7. Numbers may also require localization from one syntactic system into another. E.g. English 1,000, unless translated into French correctly as 1 000, will mean “one and zero thousandths”.
8. Translating/creating movie subtitles has specific rules: every language has a certain limit of how long a subtitle line is the best for the audience, how to choose words (long words may have worse readability for the viewer), how to adapt subtitles for people who are deaf/hard-of-hearing, etc. It’s a discipline in itself and requires yet another set of skills. It’s not something you just jump in as a translation generalist.
9. No, machine translation is not a valid replacement for an actual translator. Unless we are dealing with an extremely narrow and specialized context. No, Google Translate will not give you a decent translation of the ad for your product. Nor will your “nephew who’s spent a year studying abroad”. It may help you understand what your friend who lives abroad posted on Facebook. You may be able to have a general idea of what news say on foreign sites. But that’s about it.
10. Certain things, names, traditions, cultural norms etc. may require localization in certain types of texts.
11. A translator is, ultimately, a “complex computer that makes complex choices and considerations on many levels even for the simplest of sentences”. Not a dictionary. Not a language teacher. Not a “word-replacing dummy”.
12. There is professional translation software. No, it’s not like Google Translate or those fancy all-knowing sci-fi machines. What it does is find similar chunks in a standardized text and replaces them with what it has been taught by the translator, making the human’s work faster and less monotonous.
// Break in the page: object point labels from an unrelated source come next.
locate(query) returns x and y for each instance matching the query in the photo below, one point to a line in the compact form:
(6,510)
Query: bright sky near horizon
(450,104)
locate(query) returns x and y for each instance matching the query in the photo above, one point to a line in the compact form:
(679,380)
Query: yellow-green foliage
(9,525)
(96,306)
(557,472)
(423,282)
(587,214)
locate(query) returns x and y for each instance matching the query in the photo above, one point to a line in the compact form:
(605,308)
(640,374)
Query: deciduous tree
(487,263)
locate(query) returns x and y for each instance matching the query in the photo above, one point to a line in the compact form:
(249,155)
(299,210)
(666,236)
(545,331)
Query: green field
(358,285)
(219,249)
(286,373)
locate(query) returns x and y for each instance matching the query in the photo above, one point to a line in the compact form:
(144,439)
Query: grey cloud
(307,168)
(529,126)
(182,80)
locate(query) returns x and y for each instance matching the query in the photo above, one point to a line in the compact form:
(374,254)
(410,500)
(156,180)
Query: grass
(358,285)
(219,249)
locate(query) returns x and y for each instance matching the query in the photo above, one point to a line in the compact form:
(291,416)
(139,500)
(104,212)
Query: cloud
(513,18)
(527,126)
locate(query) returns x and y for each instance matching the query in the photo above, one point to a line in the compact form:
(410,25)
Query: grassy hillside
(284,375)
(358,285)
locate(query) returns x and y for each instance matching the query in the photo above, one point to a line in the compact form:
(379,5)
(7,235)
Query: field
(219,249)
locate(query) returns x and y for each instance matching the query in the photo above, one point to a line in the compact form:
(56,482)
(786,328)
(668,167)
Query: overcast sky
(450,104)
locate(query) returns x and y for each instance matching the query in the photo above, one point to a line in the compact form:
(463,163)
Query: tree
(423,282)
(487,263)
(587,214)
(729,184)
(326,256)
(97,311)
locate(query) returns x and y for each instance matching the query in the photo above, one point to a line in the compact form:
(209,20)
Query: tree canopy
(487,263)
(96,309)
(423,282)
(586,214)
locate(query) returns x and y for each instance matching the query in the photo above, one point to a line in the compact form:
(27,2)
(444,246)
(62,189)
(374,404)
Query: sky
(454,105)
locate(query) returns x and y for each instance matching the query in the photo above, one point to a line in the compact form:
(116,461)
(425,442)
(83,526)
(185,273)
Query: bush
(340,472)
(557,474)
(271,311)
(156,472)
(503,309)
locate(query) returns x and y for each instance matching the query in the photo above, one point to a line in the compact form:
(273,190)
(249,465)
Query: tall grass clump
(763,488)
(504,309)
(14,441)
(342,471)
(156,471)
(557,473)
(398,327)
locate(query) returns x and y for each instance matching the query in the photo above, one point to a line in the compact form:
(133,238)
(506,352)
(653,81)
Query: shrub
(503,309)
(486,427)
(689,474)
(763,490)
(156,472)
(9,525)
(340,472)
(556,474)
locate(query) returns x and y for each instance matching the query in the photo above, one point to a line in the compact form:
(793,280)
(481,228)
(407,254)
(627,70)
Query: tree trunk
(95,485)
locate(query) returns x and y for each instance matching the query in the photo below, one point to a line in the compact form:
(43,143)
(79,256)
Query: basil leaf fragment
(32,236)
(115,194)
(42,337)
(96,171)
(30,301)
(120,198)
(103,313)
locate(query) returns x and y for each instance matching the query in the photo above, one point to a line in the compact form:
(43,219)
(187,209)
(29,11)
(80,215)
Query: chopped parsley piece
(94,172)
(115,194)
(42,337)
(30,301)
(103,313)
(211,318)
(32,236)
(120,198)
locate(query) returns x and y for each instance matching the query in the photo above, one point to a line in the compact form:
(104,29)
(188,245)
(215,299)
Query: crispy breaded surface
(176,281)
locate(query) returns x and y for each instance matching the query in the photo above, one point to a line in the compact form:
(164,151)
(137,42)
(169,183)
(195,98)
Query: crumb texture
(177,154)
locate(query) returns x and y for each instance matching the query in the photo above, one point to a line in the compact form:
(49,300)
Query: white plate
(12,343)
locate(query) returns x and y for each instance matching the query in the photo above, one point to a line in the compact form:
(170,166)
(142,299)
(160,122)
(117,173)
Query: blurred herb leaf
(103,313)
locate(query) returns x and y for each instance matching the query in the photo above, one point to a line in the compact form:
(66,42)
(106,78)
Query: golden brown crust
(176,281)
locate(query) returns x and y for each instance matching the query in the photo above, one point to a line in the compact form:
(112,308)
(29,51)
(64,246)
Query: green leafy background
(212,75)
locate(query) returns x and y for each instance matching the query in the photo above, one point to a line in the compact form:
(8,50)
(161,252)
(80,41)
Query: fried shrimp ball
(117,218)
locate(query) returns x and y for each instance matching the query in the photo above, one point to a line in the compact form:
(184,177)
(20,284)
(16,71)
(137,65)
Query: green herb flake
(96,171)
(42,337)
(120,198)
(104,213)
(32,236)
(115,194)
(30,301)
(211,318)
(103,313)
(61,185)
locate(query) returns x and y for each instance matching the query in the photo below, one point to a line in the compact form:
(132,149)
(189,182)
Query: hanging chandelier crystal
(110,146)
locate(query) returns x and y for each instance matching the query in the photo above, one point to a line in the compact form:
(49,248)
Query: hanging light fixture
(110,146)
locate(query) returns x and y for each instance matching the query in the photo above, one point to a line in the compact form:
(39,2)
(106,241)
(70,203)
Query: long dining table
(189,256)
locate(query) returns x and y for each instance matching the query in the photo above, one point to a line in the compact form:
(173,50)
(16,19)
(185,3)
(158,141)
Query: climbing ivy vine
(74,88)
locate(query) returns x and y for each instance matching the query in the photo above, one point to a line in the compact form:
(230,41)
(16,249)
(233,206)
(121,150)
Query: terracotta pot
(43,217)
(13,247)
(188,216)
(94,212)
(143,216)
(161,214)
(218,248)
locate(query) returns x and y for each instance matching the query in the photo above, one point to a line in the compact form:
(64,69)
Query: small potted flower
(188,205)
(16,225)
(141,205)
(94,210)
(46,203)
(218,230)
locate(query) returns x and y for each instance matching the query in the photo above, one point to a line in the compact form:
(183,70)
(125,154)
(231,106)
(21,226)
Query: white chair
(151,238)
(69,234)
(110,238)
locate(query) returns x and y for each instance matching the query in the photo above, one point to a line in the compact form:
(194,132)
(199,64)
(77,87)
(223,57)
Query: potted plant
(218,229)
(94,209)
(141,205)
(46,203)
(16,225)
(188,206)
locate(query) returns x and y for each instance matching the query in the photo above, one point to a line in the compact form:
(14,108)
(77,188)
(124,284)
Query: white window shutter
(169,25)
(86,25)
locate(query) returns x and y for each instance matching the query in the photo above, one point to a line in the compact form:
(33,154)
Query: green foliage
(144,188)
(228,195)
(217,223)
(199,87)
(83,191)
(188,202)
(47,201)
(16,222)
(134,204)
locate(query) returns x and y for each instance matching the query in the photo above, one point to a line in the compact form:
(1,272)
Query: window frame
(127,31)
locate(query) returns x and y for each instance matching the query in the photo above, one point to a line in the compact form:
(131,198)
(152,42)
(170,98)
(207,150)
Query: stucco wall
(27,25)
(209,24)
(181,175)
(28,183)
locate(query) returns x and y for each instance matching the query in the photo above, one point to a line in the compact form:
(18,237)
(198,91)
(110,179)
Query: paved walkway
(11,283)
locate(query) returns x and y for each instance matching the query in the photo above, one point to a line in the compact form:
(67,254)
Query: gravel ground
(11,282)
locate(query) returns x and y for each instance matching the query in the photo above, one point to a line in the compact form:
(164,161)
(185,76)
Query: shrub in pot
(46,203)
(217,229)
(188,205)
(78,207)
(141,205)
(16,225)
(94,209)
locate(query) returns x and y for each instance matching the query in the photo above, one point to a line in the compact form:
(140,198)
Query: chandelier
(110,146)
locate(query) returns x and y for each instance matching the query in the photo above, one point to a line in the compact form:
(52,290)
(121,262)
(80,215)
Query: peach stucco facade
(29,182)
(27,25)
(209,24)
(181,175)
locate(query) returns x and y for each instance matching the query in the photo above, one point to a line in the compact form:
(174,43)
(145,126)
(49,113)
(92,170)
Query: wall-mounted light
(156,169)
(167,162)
13. Humor is difficult to translate. Jokes and puns don’t necessarily have an equivalent in other languages. In fact, that’s what happens most of the time, so we need to get creative. Sometimes a translator even manages to produce a funnier version of the book than the original!
14. If translators face a bad original (poorly written, awkward phrasing, lack of elegance in the flow of text), they have two options: either to produce an equally ugly translation or to brush it up out of respect for the audience, the subject matter or the target language. In both cases, you never know to whom the audience will give the credit, be it good or bad – to the translator or the author.
15. It can be hard to form an opinion about a translated work of fiction because of the inevitable distortion and the translator’s enormous input into the piece. You don’t truly know a book unless you’ve read the original. It’s first of all true for poetry and the most creative works in general.
16. Unfortunately, translators are often invisible and unnoticeable. Hey, we do appreciate to be credited! It also puts positive pressure on us to deliver.
17. I’ve known translators to refuse to translate a text that offended their personal beliefs or could potentially offend someone else.
18. Everybody knows how a language becomes rusty and partly forgotten unless used. This holds true for the translators as well, so a long break from the profession may be costly for a translator. A professional translator is constantly learning – that’s the only way not to be left behind in the long run. New pages are constantly added to our internal dictionaries.
19. Still, a translator’s mind is always online. I often find myself wondering how I would have translated this or that when some ads or interesting phrases catch my attention. When I see translated materials, I sometimes try to guess what the original read like. And I’m ecstatic when it turns out I’m right!
20. I’m a freelance translator, but that doesn’t mean I work in my pajamas. I actually have fixed hours. I work at least as much as someone in-house and I do take the occasional holidays. I don’t spend my whole time home, nor having fun outside. I just have normal, balanced lifestyle.